Wednesday, April 25, 2012

What about the Contradictions?

I found an interesting article by Dr. Craig Blomberg about what appear to be (or even actually are) discrepancies in the Bible. It starts off by stating the challenge put forth:

"Skeptics often charge that the Bible’s historical books hopelessly contradict each other. And if that’s the case, they charge, then the Bible cannot be trusted in anything it says...On the surface, the Bible’s historical books can appear to disagree. These range all the way from very minor variations in wording to the most famous apparent contradictions."

So what should we do with these issues? The thing that we shouldn't do is to ignore them.

Dr. Blomberg gets right to the point:

"But once you allow for paraphrase, abridgment, explanatory additions, selection and omission—acceptable techniques even in many of today’s writing styles—the books are extremely consistent with each other by ancient standards, which are the only standards by which it’s fair to judge them."

Even further Dr. Blomberg quotes Simon Greenleaf of Harvard Law School:

"There is enough of a discrepancy to show that there could have been no previous concert among them; and at the same time such substantial agreement as to show that they all were independent narrators of the same great transaction."

And he also quotes German scholar Hans Stier:

"Every historian is especially skeptical at that moment when an extraordinary happening is only reported in accounts which are completely free of contradictions."

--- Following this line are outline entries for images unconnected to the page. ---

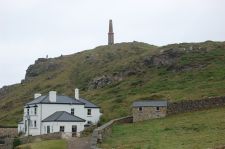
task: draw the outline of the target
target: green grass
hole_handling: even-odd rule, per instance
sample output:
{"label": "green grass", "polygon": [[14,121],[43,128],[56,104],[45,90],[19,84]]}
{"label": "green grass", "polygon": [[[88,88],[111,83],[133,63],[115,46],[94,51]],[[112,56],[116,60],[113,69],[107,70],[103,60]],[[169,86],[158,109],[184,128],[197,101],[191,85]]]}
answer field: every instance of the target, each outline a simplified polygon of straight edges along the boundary
{"label": "green grass", "polygon": [[20,145],[17,149],[67,149],[66,140],[47,140]]}
{"label": "green grass", "polygon": [[104,149],[206,149],[225,144],[225,108],[115,125]]}
{"label": "green grass", "polygon": [[[188,49],[190,45],[207,50],[184,52],[173,65],[192,66],[188,71],[174,71],[169,66],[143,65],[146,57],[158,55],[161,50]],[[164,47],[140,42],[120,43],[50,59],[47,63],[58,64],[58,67],[56,70],[42,71],[25,84],[10,86],[7,93],[0,97],[0,125],[17,125],[22,119],[24,104],[33,100],[33,94],[47,94],[50,90],[74,96],[74,88],[80,88],[81,97],[101,107],[104,113],[102,122],[130,115],[131,104],[138,99],[180,101],[225,95],[224,42],[207,41]],[[124,76],[122,81],[104,88],[88,89],[89,82],[96,77],[112,76],[133,68],[143,73]]]}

What I think is important to keep in mind in situations where we are facing a challenge from someone about contradictions in the Bible is that the issue is rarely the issue. Generally the real issue is not that there are difficulties in the Bible. When I have engaged someone in the past regarding these difficulties they had not rejected either the God of Christianity or the idea of God in general because of them. Rather these objections were being raised as a support for their presupposition that the God of the Bible does not exist. So while it is profitable and important to be able to answer these challenges, we need to keep in mind that when someone raises these challenges that there are usually bigger challenges lurking behind.